Step 1 : If the true model is (T), what is $f$ in this case?

Step 2 : You have a new individual of interest, Paul. You know that $x_{Paul} = 2$. If you know $f$ in practice, and $E[\epsilon | x] = 0$ but not the exact value of $\epsilon_{Paul}$, what is the best prediction for $y_{Paul}$ that you can make? Note : I call this best prediction $\hat{y}^{T}$. Its value for Paul is $\hat{y}^{T}_{Paul}$.

Step 3 : Simulate 150 independant draws of $(x,y)$ following (T). Put them in a table with columns x and y. *Hint : you need also to simulate 150 points of $\epsilon$.* 

Step 4 : Make a scatterplot of the simulated data. See Figures.

Step 5 : On the same plot, draw the line of $\hat{y}^T$.

Step 6 :  Split your sample into two. A training set and a test set. Plot the same scatterplot as in Step 1, differenciating in colour between the points you will use for training and the points you're keeping aside for the test.

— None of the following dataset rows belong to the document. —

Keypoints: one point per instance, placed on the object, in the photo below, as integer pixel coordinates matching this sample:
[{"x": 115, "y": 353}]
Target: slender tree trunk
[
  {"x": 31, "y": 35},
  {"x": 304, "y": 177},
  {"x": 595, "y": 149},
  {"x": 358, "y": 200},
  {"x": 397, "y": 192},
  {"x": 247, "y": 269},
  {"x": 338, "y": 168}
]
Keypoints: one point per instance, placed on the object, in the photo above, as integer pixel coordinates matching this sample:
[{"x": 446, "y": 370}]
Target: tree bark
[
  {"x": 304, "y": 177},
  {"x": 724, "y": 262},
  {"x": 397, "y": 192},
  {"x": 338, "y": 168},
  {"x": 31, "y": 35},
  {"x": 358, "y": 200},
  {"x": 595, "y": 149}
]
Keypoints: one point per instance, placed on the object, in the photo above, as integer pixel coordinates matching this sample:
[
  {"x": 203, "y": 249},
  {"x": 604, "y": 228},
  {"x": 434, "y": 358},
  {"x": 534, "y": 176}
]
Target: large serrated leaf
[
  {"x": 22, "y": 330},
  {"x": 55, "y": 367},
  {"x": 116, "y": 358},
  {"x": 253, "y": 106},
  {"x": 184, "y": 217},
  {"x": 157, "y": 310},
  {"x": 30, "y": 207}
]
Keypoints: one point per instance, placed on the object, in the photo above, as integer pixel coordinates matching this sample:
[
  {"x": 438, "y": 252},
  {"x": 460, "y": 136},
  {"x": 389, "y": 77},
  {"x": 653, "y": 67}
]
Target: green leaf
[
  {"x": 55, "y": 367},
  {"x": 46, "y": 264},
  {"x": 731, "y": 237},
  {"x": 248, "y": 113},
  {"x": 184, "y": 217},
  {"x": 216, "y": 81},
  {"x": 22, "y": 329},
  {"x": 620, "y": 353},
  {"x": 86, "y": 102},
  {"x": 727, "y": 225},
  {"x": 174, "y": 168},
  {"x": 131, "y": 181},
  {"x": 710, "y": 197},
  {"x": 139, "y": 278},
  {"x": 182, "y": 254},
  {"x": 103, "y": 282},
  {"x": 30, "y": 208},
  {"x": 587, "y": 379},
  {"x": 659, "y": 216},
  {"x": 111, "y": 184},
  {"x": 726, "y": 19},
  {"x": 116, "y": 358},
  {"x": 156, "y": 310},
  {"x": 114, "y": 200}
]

Step 7 : Train (fit/estimate) a linear regression model on your training set. Call it lm.fit in R.

Step 8 : Draw, in red, the line of the predictions from lm.fit on the scatterplot of the training data. (This is the same as the regression line) Compare it to $\hat{y}^T$. Is a linear regression a good method here? Why or why not?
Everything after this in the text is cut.